Par  Vincent Mathieu

En lisant le texte d'Alexandre Klein « Inventer la vie après la Covid-19 »(1), certains aspects m'ont interpellé et j'aimerais apporter quelques idées divergentes, entre autres en ce qui a trait à la normativité. Selon moi, la survenue même de la crise Covid-19 dépend en grande partie de cette question de la norme. Retournons dans le passé brièvement. Un mois avant la déclaration de pandémie H1N1 en 2009, l'Organisation mondiale de la santé (OMS) avait modifié son système de catégorisation des pandémies en y supprimant le critère relatif à la virulence (forte mortalité, maladie grave etc.). Une épidémie contagieuse, mais assez bénigne sur le plan de la létalité générale, pouvait ainsi être considérée pandémique. La pandémie H1N1 a conséquemment permis aux compagnies pharmaceutiques d'écouler des stocks énormes de vaccins et mené à un gaspillage éhonté de fonds publiques. Selon un groupe de médecins québécois,(2) les conflits d'intérêts entre l'OMS et l'industrie pharmaceutique,(3) la « médiatisation indécente » des mortalités et la confusion entre « précaution » et « précipitation » ont causé une « pandémie de la peur » injustifiée scientifiquement. Ces médecins évoquent même l'idée d'une « psychose collective » qui a été très coûteuse en ressources humaines et financières. Dix and plus tard, rebelote!

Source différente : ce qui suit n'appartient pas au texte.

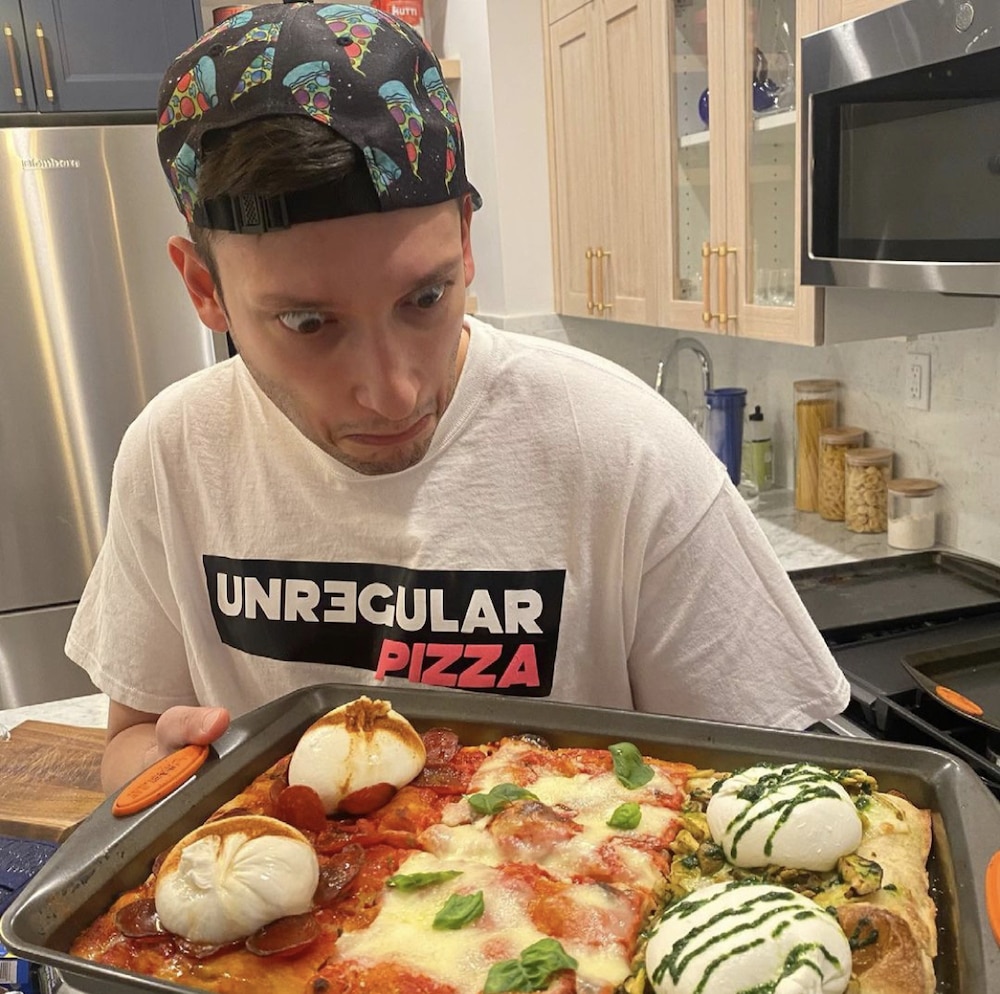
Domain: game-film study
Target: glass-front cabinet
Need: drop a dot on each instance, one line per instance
(734, 169)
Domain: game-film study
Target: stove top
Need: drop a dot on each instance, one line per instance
(874, 613)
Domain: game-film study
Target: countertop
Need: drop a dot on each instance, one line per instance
(800, 539)
(803, 540)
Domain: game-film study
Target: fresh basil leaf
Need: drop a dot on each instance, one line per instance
(532, 971)
(631, 771)
(414, 881)
(498, 798)
(460, 910)
(507, 975)
(627, 815)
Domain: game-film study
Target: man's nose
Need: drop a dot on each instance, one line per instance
(387, 383)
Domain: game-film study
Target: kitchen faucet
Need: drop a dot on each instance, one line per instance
(693, 345)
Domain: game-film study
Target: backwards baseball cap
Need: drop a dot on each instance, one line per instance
(360, 71)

La Covid-19 n'aurait effectivement jamais pu être déclarée pandémique sans l'extension normative de 2009 dans la catégorisation des pandémies. Après plusieurs semaines d'analyses, la dangerosité de la Covid-19 est même reconnue par plusieurs scientifiques comme similaire à celle de la grippe saisonnière en termes d'ordre de grandeur.(4) À partir de ces données, rien ne justifie la panique inoculée à la population par les directions de santé publique et le corps médiatique. Et rien ne justifie les nouvelles normes sanitaires à la fois contraignantes et incohérentes qui nous ont été et nous sont toujours imposées. La vague de mortalité de nos aînés et des gens en mauvaise santé, exacerbée par les lacunes d'un système de soin déserté et soumis aux standards comptables du néolibéralisme, aurait dû être bien mieux endiguée.(5) Que dire de la validation de l'innocuité des médicaments contre la Covid-19 qui semble dépendre davantage d'intérêts financiers et boursiers que d'analyses scientifiques fiables et intègres?(6) Tout ceci nous force à constater que la réalité qu'on nous impose depuis quelques mois dépend moins d'un aléa de la nature face auquel il faudrait désormais s'adapter que de malhonnêteté et de turpitudes propres à l'hommerie.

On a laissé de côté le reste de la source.